Oh, they do. But they are well disguised with fancy terms like “social commerce”, and they are in small enough proportions that they don’t feel quite as annoying as “traditional MLMs”.
But the flip side of the coin is it’s nowhere as profitable for the participants i.e. you can’t make it a career to sell Solavei, unless you “exploit” the FastStart bonuses and such, which lead to the cash bleed, which lead to the bankruptcy.
hehe, how do i change the auto-generated avatar picture, hate this one, reminds me of a symbology i hate since i was born.
Go to gravatar.com and register your email address, then add your own pix. I did. 🙂
Looks like a Nazi symbol.
Many people dislike MLM because so few people make a profit. The “bacteria” is the poor success rate.
Do you really think someone would give a crap about startup cost or an autoship if they were making money?
Shawna, the law dislikes MLM because there is little to no profit coming from sales to non-participants, which makes them illegal pyramids.
It seems like Solavei is pretty desperate to survive right now. No matter how you spin it, bankruptcy is never a “good thing”. They squandered not thousands, but millions of dollars of OPM (Other People’s money).

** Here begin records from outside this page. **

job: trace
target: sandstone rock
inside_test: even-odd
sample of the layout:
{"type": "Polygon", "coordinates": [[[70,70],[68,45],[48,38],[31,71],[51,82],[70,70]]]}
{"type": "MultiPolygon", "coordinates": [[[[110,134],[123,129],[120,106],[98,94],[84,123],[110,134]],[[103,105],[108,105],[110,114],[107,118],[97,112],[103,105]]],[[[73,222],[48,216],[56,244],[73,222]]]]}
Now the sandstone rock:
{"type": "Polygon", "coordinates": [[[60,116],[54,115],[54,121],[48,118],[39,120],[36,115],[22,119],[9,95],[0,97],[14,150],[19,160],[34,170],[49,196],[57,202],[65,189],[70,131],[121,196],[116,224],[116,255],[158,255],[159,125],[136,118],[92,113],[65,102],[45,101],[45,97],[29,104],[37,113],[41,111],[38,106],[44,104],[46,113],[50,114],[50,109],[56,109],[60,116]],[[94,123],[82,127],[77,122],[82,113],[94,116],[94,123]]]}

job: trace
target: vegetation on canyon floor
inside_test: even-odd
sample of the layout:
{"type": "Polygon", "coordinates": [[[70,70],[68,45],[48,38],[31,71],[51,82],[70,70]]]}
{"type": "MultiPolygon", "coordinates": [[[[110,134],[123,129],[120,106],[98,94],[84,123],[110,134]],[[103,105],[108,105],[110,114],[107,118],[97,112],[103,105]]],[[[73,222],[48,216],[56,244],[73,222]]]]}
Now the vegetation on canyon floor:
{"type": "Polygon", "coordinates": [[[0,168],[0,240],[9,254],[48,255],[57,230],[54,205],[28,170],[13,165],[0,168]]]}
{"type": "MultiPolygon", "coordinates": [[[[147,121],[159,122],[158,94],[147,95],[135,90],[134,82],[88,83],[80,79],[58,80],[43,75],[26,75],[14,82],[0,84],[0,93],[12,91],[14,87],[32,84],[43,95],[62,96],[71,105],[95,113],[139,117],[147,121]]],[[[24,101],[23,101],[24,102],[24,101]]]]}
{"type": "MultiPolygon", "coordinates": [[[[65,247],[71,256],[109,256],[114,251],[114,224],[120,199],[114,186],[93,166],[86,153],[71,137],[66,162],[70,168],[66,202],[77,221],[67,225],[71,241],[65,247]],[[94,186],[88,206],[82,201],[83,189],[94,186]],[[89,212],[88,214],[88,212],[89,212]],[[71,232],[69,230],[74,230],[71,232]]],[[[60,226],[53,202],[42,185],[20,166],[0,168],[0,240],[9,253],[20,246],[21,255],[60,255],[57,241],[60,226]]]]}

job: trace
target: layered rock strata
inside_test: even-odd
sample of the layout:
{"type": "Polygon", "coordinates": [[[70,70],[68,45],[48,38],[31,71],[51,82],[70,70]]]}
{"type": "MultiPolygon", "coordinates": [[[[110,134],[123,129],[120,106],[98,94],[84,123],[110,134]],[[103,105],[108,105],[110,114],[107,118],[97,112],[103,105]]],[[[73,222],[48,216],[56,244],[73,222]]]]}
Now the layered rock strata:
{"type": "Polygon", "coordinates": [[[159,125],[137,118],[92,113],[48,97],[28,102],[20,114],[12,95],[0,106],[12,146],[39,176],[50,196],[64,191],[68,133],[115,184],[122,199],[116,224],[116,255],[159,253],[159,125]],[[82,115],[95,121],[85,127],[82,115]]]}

On top of that, they have taken away the commissions from those that built the company with 4 pay cuts in about a years time. You simply cannot build a moving target as an entrepreneur.
The numbers haven’t changed from T-Mobile or the industry, only what they are willing to pay.
This company could have been great but they missed the mark when it comes to treating their representatives with any kind of compassion in regards to their family incomes. You cannot sustain profitability when the people that built the company constantly are getting damaged.
Sad story of Corporate greed, or foolish handling of money in my humble opinion.